Q waves may also occur in cardiomyopathies due to myocardial fibrosis in the absence of ischemic heart disease 2.
New Q waves similar in morphology to those observed in acute myocardial infarction are also common after acute stroke, reported in approximately 10 percent of patients with acute ischemic or hemorrhagic stroke 6.
- 1. “Q wave.” Merriam-Webster.com Medical Dictionary. Merriam-Webster. Accessed 11 Aug. 2021. Available from: merriam-webster.com/medical/Q%20wave.
- 2. Surawicz B, Knilans TK. Chou’s electrocardiography in clinical practice, 6th ed. Philadelphia: Elservier; 2008.
- 3. Collet JP, Thiele H et al. 2020 ESC Guidelines for the management of acute coronary syndromes in patients presenting without persistent ST-segment elevation: The Task Force for the management of acute coronary syndromes in patients presenting without persistent ST-segment elevation of the European Society of Cardiology (ESC). Eur Heart J. 2020; 00: 1–79. doi: 10.1093/eurheartj/ehaa575.
- 4. Thygesen K, Alpert JS, Jaffe AS et al. Fourth universal definition of myocardial infarction (2018). Eur Heart J. 2019; 40 (3): 237–269. doi: 10.1093/eurheartj/ehy462.

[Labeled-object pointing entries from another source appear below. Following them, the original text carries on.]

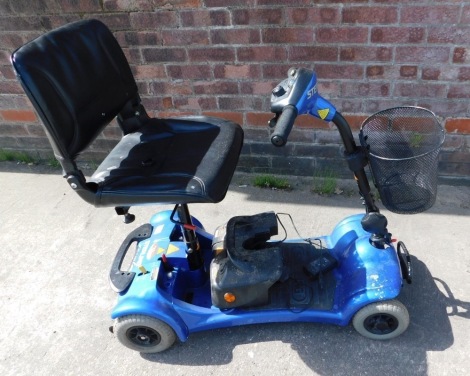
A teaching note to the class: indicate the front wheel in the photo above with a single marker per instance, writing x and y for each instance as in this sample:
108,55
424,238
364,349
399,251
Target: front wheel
144,333
382,320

- 5. Ibanez B, James S, Agewall S, et al. 2017 ESC Guidelines for the Management of Acute Myocardial Infarction in Patients Presenting With ST-Segment Elevation: The Task Force for the Management of Acute Myocardial Infarction in Patients Presenting With ST-Segment Elevation of the European Society of Cardiology (ESC). Eur Heart J 2017; Aug 26. doi 10.1093/eurheartj/ehx393.
- 6. Ko NU. Cardiac Manifestations of Acute Neurologic Lesions. In: Aminoff MJ, S.Andrew Josephson SA. Aminoff's Neurology and General Medicine. 5th. ed. Academic Press; 2014. 10.1016/C2012-0-03031-1.